# Any Teen/Older Kid Cubers in Wayne County, Michigan?



## Jilli0 (Jul 14, 2022)

I'm wondering if it would be possible to create a meet up or maybe even a competition by the south-ish area in Wayne County (Some cities include, Southgate, Ann Arbor, Dearborn, Taylor, Flat Rock,, Wyandotte, or maybe even Canton if needed). From what I've seen here, there haven't been many posts about having a local cubing group around here or even MI in general (Let alone having a teen cuber group).
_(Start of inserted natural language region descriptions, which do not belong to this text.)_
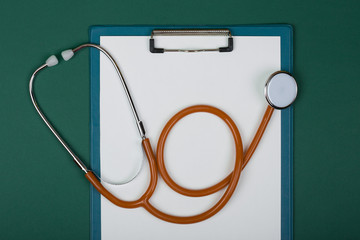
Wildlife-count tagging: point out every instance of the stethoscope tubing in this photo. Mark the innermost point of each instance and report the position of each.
(157, 163)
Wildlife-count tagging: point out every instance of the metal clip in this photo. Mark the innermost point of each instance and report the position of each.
(191, 32)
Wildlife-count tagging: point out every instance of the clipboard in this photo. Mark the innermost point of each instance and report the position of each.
(150, 82)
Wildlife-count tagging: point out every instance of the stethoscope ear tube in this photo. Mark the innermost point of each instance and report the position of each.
(157, 164)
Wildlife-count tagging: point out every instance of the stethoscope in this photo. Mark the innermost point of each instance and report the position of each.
(280, 92)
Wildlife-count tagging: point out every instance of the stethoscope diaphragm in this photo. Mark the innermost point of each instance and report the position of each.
(280, 90)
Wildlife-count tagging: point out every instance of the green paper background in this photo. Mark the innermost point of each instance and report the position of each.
(43, 196)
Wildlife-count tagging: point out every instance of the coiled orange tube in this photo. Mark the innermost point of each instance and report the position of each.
(231, 180)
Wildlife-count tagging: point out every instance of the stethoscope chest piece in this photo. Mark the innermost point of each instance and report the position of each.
(280, 90)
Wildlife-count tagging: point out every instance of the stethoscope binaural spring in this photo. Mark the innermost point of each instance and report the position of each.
(280, 92)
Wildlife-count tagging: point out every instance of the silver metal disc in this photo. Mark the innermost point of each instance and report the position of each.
(280, 90)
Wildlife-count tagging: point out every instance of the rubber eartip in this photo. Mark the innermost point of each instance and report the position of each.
(52, 61)
(67, 54)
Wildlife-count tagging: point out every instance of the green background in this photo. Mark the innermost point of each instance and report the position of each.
(44, 196)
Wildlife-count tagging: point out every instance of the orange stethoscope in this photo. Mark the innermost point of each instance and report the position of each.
(280, 92)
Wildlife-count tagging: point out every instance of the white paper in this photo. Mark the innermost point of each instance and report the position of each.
(200, 149)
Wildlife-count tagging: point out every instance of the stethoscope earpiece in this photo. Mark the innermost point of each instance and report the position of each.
(280, 90)
(67, 54)
(52, 61)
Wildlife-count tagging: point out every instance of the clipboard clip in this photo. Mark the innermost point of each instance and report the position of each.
(191, 32)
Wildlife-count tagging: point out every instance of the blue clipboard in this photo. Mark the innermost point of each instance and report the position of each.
(285, 32)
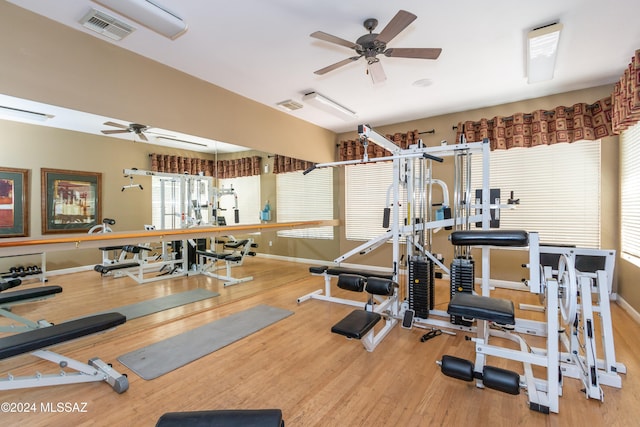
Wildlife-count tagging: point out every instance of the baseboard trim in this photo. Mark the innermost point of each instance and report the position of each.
(628, 308)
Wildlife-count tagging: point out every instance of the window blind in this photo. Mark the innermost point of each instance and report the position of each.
(630, 191)
(305, 198)
(558, 187)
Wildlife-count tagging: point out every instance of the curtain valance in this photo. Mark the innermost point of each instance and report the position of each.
(283, 164)
(542, 127)
(233, 168)
(626, 97)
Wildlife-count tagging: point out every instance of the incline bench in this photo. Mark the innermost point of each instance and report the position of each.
(37, 340)
(334, 272)
(23, 296)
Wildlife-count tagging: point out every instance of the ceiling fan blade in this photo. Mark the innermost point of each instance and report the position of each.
(321, 35)
(109, 132)
(117, 125)
(376, 71)
(395, 26)
(337, 65)
(417, 52)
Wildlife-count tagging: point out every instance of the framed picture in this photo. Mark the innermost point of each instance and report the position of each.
(14, 202)
(71, 201)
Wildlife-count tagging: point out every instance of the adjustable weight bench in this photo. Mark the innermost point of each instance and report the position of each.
(23, 296)
(241, 248)
(359, 323)
(223, 418)
(37, 340)
(335, 272)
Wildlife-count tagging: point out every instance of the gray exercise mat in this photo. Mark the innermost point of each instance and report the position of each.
(155, 305)
(162, 357)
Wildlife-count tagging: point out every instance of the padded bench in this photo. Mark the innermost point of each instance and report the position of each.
(472, 306)
(337, 271)
(223, 418)
(356, 324)
(44, 337)
(505, 238)
(24, 295)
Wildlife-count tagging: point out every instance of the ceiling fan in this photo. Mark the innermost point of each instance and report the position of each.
(135, 128)
(373, 44)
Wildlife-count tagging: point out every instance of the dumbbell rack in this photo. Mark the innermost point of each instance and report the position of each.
(29, 272)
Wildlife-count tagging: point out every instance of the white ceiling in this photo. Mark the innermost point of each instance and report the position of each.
(262, 50)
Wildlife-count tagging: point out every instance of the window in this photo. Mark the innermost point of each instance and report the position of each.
(630, 188)
(167, 207)
(305, 198)
(558, 187)
(367, 193)
(247, 188)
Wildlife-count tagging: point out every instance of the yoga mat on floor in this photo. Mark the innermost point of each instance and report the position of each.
(145, 308)
(163, 357)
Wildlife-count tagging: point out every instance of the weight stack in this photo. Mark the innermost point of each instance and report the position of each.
(462, 280)
(421, 287)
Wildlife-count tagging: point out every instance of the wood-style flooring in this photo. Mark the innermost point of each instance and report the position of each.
(317, 378)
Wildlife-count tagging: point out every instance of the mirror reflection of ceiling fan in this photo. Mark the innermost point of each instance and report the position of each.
(371, 45)
(140, 131)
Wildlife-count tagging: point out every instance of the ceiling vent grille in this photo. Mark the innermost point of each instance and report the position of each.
(106, 25)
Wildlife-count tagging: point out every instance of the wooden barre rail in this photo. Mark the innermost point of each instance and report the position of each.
(18, 246)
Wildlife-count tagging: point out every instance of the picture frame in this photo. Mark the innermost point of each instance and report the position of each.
(71, 200)
(14, 202)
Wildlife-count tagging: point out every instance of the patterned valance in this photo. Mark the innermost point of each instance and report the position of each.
(540, 127)
(283, 164)
(354, 150)
(626, 97)
(233, 168)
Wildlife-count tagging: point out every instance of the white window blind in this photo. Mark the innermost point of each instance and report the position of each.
(558, 187)
(248, 190)
(305, 198)
(630, 194)
(367, 192)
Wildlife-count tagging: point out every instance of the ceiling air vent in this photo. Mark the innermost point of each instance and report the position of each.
(106, 25)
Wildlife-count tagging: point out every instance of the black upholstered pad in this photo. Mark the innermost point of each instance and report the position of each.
(317, 269)
(513, 238)
(336, 271)
(483, 308)
(25, 294)
(223, 418)
(117, 266)
(356, 324)
(40, 338)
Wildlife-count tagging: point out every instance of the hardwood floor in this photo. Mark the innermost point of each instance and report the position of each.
(317, 378)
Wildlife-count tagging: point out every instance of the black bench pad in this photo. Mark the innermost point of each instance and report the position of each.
(111, 248)
(356, 324)
(40, 338)
(514, 238)
(24, 294)
(472, 306)
(223, 418)
(336, 271)
(103, 269)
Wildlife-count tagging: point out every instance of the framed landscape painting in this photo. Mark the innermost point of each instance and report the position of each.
(14, 202)
(71, 201)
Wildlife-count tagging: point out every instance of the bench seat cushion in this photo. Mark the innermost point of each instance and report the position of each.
(511, 238)
(40, 338)
(223, 418)
(356, 324)
(478, 307)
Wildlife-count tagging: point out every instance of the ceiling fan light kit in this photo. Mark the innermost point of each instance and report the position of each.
(150, 14)
(325, 104)
(373, 44)
(542, 50)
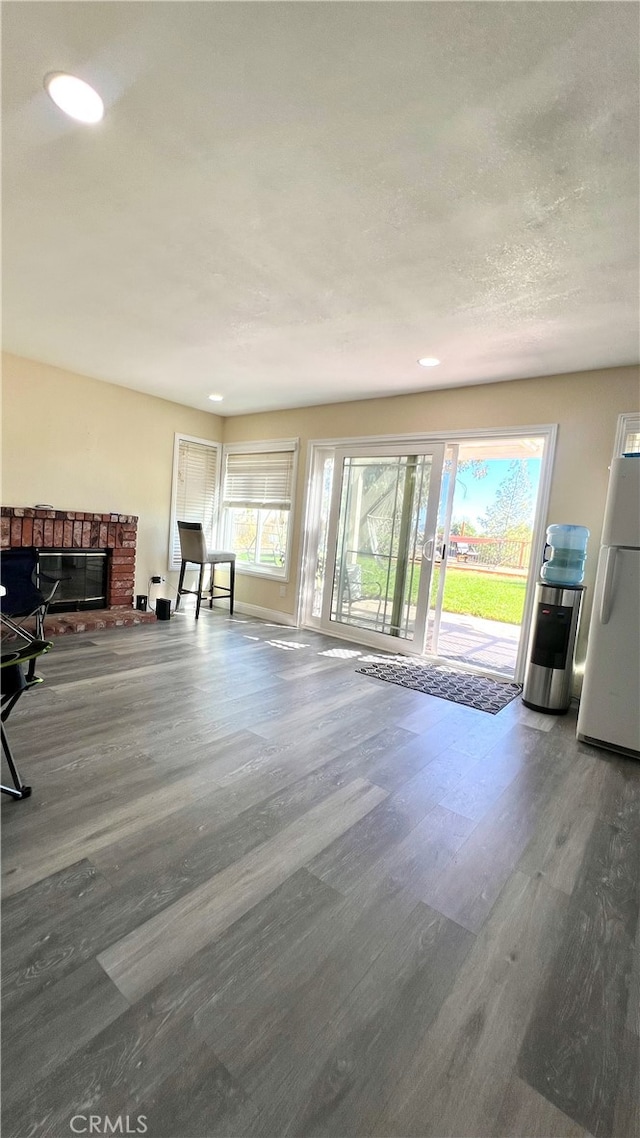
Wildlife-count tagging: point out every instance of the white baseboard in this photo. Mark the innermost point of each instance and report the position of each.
(271, 615)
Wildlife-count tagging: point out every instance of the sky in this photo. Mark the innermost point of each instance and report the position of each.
(473, 495)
It seems pretty tough to find people around here.

FYI I'm a thirteen year old girl.

Please message or reply to me if interested.

Thanks!


----------



## cuberswoop (Jul 14, 2022)

Jilli0 said:


> I'm wondering if it would be possible to create a meet up or maybe even a competition by the south-ish area in Wayne County (Some cities include, Southgate, Ann Arbor, Dearborn, Taylor, Flat Rock,, Wyandotte, or maybe even Canton if needed). From what I've seen here, there haven't been many posts about having a local cubing group around here or even MI in general (Let alone having a teen cuber group). It seems pretty tough to find people around here.
> 
> FYI I'm a thirteen year old girl.
> 
> ...


Hey, I remember you. You were at Port Huron at the McMorran (is that how you spell it?) sports center.


----------



## Jilli0 (Jul 14, 2022)

cuberswoop said:


> Hey, I remember you. You were at Port Huron at the McMorran (is that how you spell it?) sports center.


Yep!


----------



## GenTheThief (Jul 14, 2022)

The Michigan Cubing Club at the University of Michigan in Ann Arbor has a history of hosting multiple competitions every year. Seems that schedule has be interrupted due to the pandemic.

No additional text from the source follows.